Markup language update

Sidebars & Related Stories









Tips for buyers
















What do you bet that the 1990s will be known in the next millennium as the
Internet decade?


Among the long list of things the Internet has changed forever is the role in the
federal government of publishing, especially publishing on the Web. And to make documents
Web-ready, you need markup languages.


The oldest of these, Standard Generalized Markup Language, is not a markup language by
itself—it is a metalanguage used for defining markup languages, primarily for
electronic information encoding and interchange. The International Standards Organization
of Geneva defines the SGML standard in their document, ISO 8879:1986.

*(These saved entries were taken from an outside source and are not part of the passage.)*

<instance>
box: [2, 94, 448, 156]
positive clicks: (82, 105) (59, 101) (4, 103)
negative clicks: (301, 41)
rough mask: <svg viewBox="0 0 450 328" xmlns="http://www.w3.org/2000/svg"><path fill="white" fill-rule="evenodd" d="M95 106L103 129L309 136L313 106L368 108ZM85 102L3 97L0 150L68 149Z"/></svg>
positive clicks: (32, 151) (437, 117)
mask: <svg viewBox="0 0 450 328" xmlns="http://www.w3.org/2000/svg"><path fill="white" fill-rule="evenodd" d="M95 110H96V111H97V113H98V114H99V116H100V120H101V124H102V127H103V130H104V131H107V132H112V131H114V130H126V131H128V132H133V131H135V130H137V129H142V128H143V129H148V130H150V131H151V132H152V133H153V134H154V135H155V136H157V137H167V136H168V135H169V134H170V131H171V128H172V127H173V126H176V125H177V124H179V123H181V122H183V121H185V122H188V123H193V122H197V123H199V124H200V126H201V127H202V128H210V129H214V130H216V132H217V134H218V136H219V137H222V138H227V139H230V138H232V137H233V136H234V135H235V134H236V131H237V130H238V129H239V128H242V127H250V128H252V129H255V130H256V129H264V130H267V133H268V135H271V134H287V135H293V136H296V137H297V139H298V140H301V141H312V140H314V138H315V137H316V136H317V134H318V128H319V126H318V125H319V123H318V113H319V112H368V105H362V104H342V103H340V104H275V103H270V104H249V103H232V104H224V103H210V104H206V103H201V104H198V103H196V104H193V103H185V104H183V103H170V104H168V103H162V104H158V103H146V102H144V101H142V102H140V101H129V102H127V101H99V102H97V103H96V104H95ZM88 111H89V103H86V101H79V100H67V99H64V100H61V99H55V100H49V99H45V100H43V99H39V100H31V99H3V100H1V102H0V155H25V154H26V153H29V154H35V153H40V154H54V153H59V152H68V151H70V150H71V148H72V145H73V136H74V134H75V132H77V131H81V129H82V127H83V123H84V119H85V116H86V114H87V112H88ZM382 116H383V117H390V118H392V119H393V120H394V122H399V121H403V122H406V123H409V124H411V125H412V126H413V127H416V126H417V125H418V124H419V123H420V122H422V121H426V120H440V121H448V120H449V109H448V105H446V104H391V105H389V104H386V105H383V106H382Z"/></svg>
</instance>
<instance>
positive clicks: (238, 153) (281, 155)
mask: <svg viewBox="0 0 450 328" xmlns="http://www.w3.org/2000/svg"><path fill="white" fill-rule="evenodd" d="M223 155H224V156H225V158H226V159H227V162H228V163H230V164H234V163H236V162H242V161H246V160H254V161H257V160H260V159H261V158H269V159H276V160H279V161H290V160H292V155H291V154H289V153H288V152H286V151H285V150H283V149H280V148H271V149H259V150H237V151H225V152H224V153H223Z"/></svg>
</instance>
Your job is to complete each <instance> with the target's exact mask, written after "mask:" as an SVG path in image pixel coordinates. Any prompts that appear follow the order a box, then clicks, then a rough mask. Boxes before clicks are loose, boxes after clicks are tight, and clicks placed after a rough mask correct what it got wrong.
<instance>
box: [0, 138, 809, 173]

In the federal government, SGML is best known as part of the Defense Department’s
Continuous Acquisition and Lifecycle Support initiative. The SGML portion of CALS is
Mil-M-28001. CALS was intended to reduce the cost of supporting and maintaining military
equipment by standardizing information storage formats for weapons systems, which often
have 20-year lifecycles.


SGML specifies a standard method for describing a document’s structure as a
hierarchical, or nested, model with logical, predictable elements, which are marked in the
document with tags.


A Document Type Definition (DTD) defines the document’s structure, along with
rules for the relationships between document elements. Angle brackets contain the element
tags and typically appear in pairs at the beginning and end of elements, for example:


<par>This is a paragraph in
SGML.</par>


SGML authoring tools help generate valid tags by putting the tags from the current DTD
into a menu.


An interactive parser, often included in an authoring tool, can both verify the
correctness of the overall document and restrict the tags entered to only those that are
valid according to the rules of the current DTD. A batch parser can only check the
correctness of the overall document.


A formatter reads an SGML document as well as its DTD and style, or Formatting Output
Specification Instance (FOSI), and produces pages or other formatted output; doing this
correctly is usually a multipass process because of the complexity and sequential nature
of SGML.


Some SGML authoring tools can format single pages for document preview and do visual
editing, even though they don’t generate documents for printing. SGML publishing
tools generally can lay out, compose, paginate and print entire documents, including
generated text such as tables of contents and indexes. SGML publishing is appropriate for
large, structured documents such as manuals and parts catalogs that can be formatted
automatically; it is usually inappropriate for small custom-designed documents such as
brochures.


The CALS initiative goes beyond requiring SGML tags—it requires a particular
Mil-Spec DTD, and a particular style of formatted output, called the output specification.
An individual document style created from the output specification determines how each
element in a document will be rendered on the screen and to a printer.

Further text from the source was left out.